Soviet and post-soviet education systems were modelled after german ones, but lab practice makes around 30%. For more abstract topics, practice/discussion/seminars.
- lectures: final exam that accounts for 100% of your grade, and sometimes (possibly obligatory) regular homework
- practical courses / labs: how grades are assigned vary, sometimes this will be a "do a project in a team" kind of assignment, sometimes it's experiments where you are expected to write one or more reports
- seminars: you'll be assigned a topic (usually some recent, narrow scientific result, no wildcard giant topics here) and expected to write a report on it & give a presentation
The exact mixture depends on your course of study.

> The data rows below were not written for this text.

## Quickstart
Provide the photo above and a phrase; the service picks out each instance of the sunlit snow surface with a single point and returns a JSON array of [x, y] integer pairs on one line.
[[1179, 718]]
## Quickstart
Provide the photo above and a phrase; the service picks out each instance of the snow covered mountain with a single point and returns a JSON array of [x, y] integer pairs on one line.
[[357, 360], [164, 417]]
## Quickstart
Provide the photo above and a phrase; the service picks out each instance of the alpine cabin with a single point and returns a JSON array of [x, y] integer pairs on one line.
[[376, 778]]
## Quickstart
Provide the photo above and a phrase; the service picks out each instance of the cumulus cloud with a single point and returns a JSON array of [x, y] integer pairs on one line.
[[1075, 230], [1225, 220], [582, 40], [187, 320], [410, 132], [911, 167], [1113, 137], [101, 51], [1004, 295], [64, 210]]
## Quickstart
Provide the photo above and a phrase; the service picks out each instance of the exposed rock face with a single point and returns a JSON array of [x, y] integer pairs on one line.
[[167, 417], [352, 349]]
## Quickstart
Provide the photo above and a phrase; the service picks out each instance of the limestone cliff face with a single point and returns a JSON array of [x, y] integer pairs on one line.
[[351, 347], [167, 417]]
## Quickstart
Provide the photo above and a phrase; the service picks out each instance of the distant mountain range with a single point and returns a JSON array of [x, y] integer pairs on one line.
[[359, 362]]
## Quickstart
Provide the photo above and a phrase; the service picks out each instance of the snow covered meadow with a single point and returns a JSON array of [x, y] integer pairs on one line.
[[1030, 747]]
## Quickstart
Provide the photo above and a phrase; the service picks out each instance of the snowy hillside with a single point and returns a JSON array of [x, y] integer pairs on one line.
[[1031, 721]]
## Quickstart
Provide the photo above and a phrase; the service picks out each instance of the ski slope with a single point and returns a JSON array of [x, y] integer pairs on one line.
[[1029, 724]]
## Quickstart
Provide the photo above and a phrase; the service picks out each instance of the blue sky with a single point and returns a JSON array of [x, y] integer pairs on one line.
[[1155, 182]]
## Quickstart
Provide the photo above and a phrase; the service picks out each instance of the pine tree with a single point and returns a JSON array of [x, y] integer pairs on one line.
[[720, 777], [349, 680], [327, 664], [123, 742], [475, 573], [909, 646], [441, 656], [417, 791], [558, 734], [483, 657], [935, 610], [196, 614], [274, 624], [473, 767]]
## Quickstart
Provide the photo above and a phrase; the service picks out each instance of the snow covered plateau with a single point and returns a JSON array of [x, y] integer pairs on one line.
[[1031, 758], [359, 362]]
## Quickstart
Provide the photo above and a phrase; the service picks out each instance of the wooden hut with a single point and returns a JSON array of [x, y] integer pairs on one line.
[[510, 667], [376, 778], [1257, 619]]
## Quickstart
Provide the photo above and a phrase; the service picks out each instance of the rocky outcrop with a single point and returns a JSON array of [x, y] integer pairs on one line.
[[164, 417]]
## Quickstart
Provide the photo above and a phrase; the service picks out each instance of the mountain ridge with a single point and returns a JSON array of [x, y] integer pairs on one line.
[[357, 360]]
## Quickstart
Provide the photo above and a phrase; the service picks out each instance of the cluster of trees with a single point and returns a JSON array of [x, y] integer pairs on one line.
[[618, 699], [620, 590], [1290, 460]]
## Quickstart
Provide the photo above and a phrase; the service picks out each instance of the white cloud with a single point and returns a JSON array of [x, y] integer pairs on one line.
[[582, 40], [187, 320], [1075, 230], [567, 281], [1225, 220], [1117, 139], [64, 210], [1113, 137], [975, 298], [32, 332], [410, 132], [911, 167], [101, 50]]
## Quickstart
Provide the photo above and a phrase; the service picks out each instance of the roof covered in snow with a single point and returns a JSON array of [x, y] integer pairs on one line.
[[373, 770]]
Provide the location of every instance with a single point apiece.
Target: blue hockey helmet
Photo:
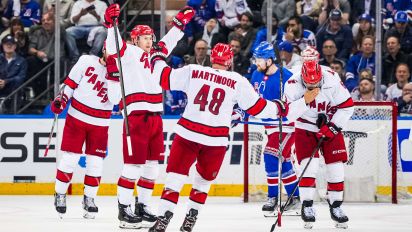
(264, 51)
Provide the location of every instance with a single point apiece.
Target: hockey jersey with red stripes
(334, 100)
(86, 85)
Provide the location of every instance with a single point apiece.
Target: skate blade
(147, 224)
(126, 225)
(342, 225)
(88, 215)
(308, 225)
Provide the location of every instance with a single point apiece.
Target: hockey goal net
(372, 173)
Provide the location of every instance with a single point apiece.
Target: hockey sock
(170, 194)
(146, 182)
(125, 185)
(335, 178)
(199, 192)
(271, 168)
(65, 170)
(289, 178)
(307, 185)
(94, 169)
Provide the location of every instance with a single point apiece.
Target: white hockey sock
(65, 169)
(94, 169)
(199, 193)
(307, 185)
(170, 194)
(125, 185)
(335, 177)
(146, 182)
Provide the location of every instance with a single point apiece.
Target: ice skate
(292, 208)
(60, 204)
(89, 207)
(308, 214)
(148, 218)
(128, 220)
(337, 215)
(162, 222)
(189, 221)
(270, 206)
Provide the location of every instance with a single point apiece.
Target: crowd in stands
(343, 31)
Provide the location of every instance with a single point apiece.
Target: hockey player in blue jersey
(266, 81)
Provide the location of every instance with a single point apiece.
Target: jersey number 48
(218, 96)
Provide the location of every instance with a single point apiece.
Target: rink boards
(25, 170)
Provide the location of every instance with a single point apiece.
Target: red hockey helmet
(140, 30)
(311, 70)
(222, 54)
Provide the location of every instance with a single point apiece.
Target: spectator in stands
(329, 5)
(205, 10)
(16, 29)
(277, 33)
(339, 32)
(360, 7)
(283, 9)
(201, 57)
(290, 59)
(246, 32)
(392, 58)
(240, 62)
(359, 30)
(339, 67)
(228, 12)
(298, 36)
(366, 90)
(30, 12)
(362, 60)
(329, 53)
(65, 10)
(13, 67)
(87, 17)
(402, 30)
(403, 76)
(308, 11)
(405, 101)
(41, 49)
(210, 34)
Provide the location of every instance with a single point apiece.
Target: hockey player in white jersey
(144, 102)
(202, 131)
(325, 116)
(87, 122)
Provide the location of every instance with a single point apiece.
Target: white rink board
(21, 134)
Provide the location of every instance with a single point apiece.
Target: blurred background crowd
(343, 31)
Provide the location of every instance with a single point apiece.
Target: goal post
(373, 168)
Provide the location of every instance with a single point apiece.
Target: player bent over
(323, 117)
(87, 122)
(202, 131)
(144, 102)
(266, 81)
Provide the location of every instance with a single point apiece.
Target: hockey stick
(297, 184)
(56, 116)
(119, 62)
(280, 158)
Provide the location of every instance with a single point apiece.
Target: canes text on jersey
(98, 85)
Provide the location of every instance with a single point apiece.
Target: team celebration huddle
(135, 76)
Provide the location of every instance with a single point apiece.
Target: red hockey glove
(328, 131)
(158, 52)
(183, 17)
(113, 73)
(111, 14)
(58, 105)
(283, 107)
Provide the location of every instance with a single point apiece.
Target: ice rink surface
(37, 214)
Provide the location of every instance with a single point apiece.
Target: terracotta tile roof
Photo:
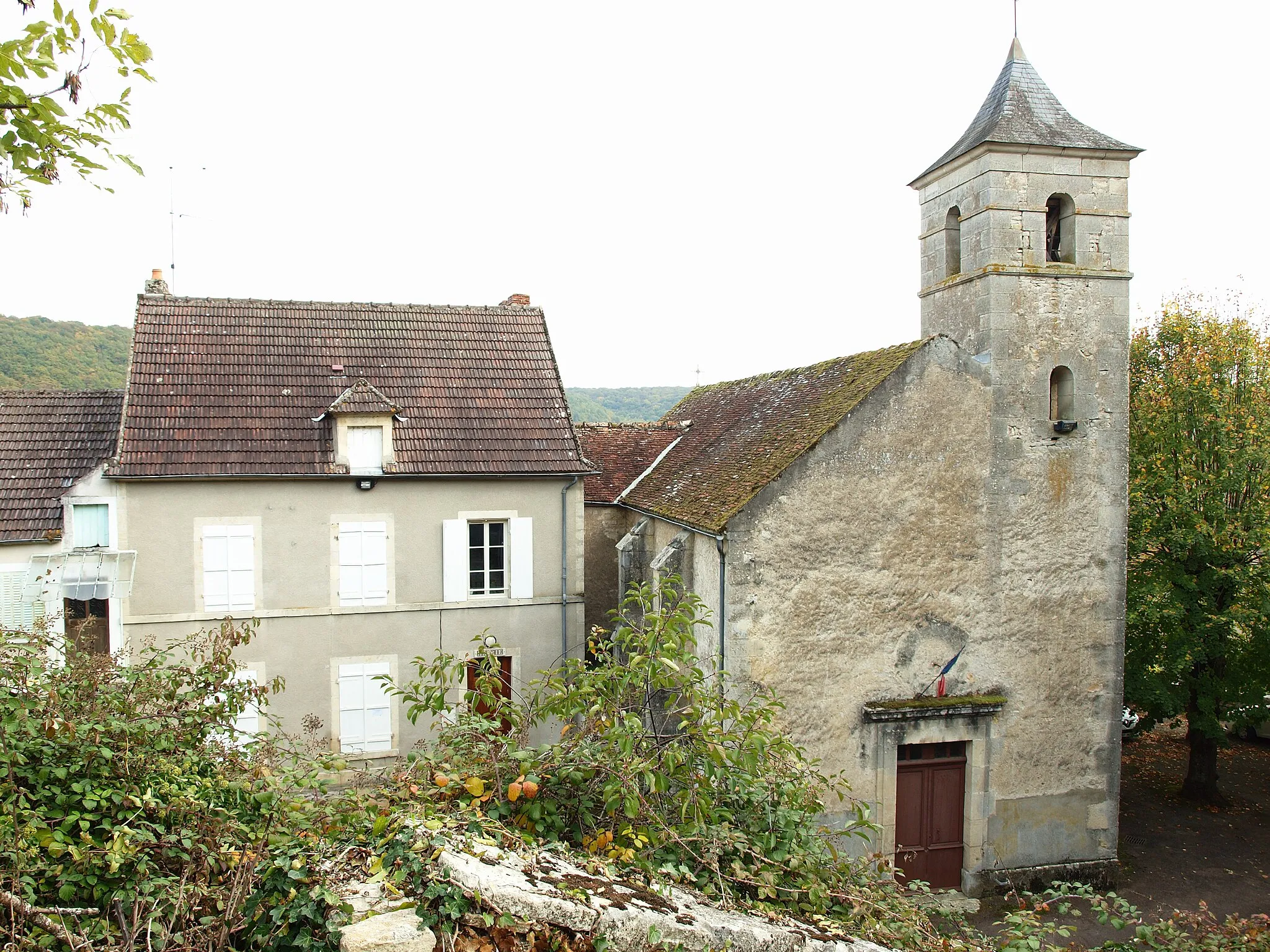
(48, 439)
(746, 432)
(362, 399)
(621, 452)
(224, 387)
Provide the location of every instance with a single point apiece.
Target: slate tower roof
(1021, 111)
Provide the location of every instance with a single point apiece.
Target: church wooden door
(930, 799)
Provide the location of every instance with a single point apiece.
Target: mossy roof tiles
(48, 441)
(745, 433)
(230, 387)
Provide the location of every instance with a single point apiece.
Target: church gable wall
(869, 563)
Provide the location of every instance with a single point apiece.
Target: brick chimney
(156, 284)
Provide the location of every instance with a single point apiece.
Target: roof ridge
(817, 366)
(367, 305)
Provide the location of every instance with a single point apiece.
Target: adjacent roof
(230, 387)
(746, 432)
(621, 452)
(362, 399)
(48, 441)
(1021, 111)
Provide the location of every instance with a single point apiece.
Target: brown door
(930, 800)
(88, 625)
(505, 689)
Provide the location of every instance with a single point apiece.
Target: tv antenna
(172, 223)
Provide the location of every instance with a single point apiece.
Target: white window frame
(111, 505)
(518, 562)
(367, 668)
(486, 589)
(371, 465)
(210, 528)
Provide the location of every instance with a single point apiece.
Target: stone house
(60, 555)
(858, 524)
(370, 482)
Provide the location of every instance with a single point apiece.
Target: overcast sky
(678, 184)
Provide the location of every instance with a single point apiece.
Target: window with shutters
(366, 451)
(91, 524)
(17, 615)
(365, 708)
(487, 558)
(363, 573)
(229, 568)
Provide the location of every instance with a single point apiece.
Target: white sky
(678, 183)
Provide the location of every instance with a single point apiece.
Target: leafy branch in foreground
(43, 126)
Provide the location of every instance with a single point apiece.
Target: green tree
(1198, 635)
(43, 125)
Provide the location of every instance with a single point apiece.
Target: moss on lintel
(918, 702)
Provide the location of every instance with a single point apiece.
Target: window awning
(79, 574)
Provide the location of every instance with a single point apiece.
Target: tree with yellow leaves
(1198, 627)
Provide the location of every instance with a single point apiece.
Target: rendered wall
(301, 627)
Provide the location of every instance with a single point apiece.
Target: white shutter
(365, 708)
(522, 558)
(379, 708)
(229, 568)
(14, 614)
(366, 450)
(454, 560)
(363, 571)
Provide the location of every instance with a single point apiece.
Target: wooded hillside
(37, 353)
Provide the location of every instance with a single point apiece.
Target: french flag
(941, 690)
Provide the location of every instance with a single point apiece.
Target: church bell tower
(1025, 263)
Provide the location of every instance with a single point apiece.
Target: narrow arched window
(953, 243)
(1062, 394)
(1061, 229)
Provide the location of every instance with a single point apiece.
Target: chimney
(156, 284)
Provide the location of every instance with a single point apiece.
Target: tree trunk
(1201, 783)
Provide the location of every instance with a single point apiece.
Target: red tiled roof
(224, 387)
(48, 439)
(746, 432)
(621, 452)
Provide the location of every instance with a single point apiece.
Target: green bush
(123, 790)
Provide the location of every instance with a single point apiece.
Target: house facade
(59, 517)
(370, 483)
(951, 507)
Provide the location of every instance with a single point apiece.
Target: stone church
(856, 524)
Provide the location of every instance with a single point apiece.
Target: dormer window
(362, 419)
(366, 451)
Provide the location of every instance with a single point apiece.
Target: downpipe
(564, 569)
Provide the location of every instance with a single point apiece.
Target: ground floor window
(88, 625)
(365, 708)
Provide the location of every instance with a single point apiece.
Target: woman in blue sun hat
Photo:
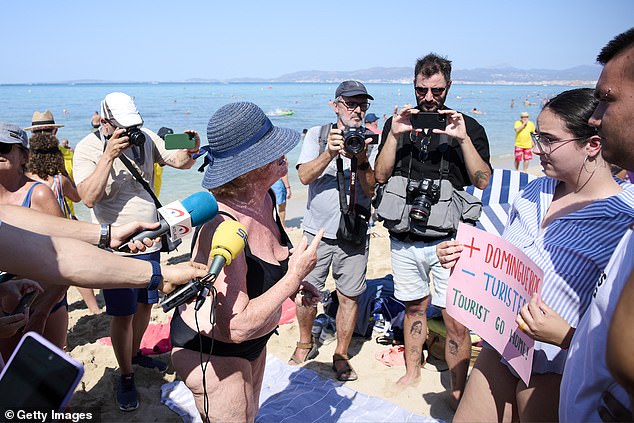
(244, 157)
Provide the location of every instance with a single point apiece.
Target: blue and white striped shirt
(572, 250)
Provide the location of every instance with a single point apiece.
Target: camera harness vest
(443, 148)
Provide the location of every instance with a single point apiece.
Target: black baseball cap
(351, 89)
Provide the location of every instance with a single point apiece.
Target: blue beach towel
(291, 394)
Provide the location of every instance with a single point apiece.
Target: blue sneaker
(127, 396)
(149, 362)
(328, 333)
(318, 324)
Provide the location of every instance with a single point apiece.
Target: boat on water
(281, 112)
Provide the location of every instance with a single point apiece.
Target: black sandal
(346, 373)
(312, 353)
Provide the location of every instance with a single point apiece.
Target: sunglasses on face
(435, 91)
(352, 105)
(5, 148)
(545, 144)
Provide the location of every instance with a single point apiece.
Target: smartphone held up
(428, 120)
(180, 141)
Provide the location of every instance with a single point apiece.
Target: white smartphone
(39, 376)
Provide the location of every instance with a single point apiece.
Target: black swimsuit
(261, 276)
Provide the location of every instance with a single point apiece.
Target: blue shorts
(280, 192)
(123, 301)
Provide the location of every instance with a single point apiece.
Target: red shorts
(523, 154)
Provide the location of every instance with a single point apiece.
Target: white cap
(120, 108)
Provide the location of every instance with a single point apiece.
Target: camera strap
(341, 186)
(444, 164)
(135, 173)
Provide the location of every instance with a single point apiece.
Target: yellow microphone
(227, 243)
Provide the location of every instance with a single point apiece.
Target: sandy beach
(97, 387)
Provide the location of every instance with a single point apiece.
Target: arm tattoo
(417, 328)
(453, 347)
(480, 176)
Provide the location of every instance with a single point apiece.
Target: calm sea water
(189, 106)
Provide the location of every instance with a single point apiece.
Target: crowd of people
(575, 223)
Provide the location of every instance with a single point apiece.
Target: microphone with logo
(180, 217)
(227, 243)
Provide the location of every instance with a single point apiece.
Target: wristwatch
(104, 237)
(157, 277)
(363, 166)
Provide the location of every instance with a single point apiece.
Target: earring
(585, 161)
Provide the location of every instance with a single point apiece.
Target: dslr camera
(354, 139)
(422, 195)
(136, 136)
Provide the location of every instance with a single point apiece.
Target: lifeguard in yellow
(523, 141)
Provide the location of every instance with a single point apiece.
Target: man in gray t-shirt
(317, 168)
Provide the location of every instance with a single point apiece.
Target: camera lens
(421, 208)
(136, 136)
(354, 140)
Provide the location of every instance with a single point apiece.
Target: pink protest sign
(490, 283)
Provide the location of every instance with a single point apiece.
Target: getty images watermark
(75, 415)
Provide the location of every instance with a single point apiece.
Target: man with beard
(317, 168)
(589, 392)
(419, 155)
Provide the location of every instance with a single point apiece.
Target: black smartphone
(38, 376)
(428, 120)
(25, 302)
(179, 141)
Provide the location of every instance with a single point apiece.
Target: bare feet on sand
(408, 380)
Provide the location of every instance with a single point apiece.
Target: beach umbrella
(497, 198)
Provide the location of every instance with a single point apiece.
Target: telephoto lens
(136, 136)
(354, 140)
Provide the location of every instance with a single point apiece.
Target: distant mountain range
(578, 75)
(495, 75)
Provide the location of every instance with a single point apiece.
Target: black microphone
(4, 276)
(227, 243)
(179, 217)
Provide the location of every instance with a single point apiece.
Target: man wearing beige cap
(43, 122)
(109, 189)
(523, 142)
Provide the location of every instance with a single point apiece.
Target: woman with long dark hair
(568, 222)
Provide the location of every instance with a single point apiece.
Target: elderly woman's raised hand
(304, 257)
(448, 253)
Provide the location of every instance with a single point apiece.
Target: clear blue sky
(52, 41)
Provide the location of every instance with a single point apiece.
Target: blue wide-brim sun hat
(241, 138)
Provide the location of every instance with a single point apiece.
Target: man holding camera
(110, 190)
(426, 147)
(333, 159)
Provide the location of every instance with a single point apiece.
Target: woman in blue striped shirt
(568, 223)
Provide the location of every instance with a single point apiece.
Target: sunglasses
(435, 91)
(6, 148)
(352, 105)
(545, 144)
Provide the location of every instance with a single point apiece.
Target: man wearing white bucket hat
(109, 189)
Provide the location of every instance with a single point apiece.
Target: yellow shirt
(523, 137)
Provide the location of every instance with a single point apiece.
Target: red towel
(393, 356)
(156, 339)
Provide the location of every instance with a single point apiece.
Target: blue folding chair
(497, 198)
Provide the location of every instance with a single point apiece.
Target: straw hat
(42, 120)
(242, 138)
(12, 134)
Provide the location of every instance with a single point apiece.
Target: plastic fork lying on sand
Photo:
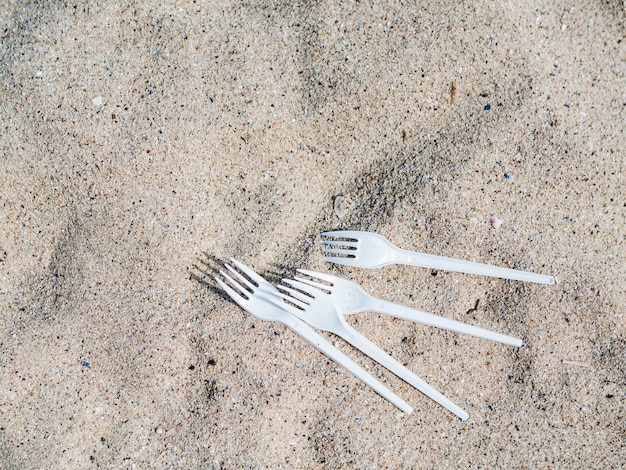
(317, 309)
(255, 299)
(369, 250)
(350, 298)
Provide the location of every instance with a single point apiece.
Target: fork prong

It depends on what you study. In my CS classes we had a few lab sessions where we had to implement small programs and sometimes even larger projects. However, a friend of mine studied chemistry and she never got to leave the lab.
I'm guessing most US students would be shocked by the reality of German public universities which basically consist of giant rooms with blackboards and there's not much general ed to speak of. At the graduate level it gets more interesting but that's in years 5-8. My first 4 years studying ME in Stuttgart were almost 100% lectures with a final exam at the end of the semester. Virtually no tutoring and very little corrected homework.
You don't get what you don't pay for. On the other hand, you don't really get what you pay for in the US either since the universities have become so good at sucking up more and more student loan money without really improving on their core mission of providing higher education.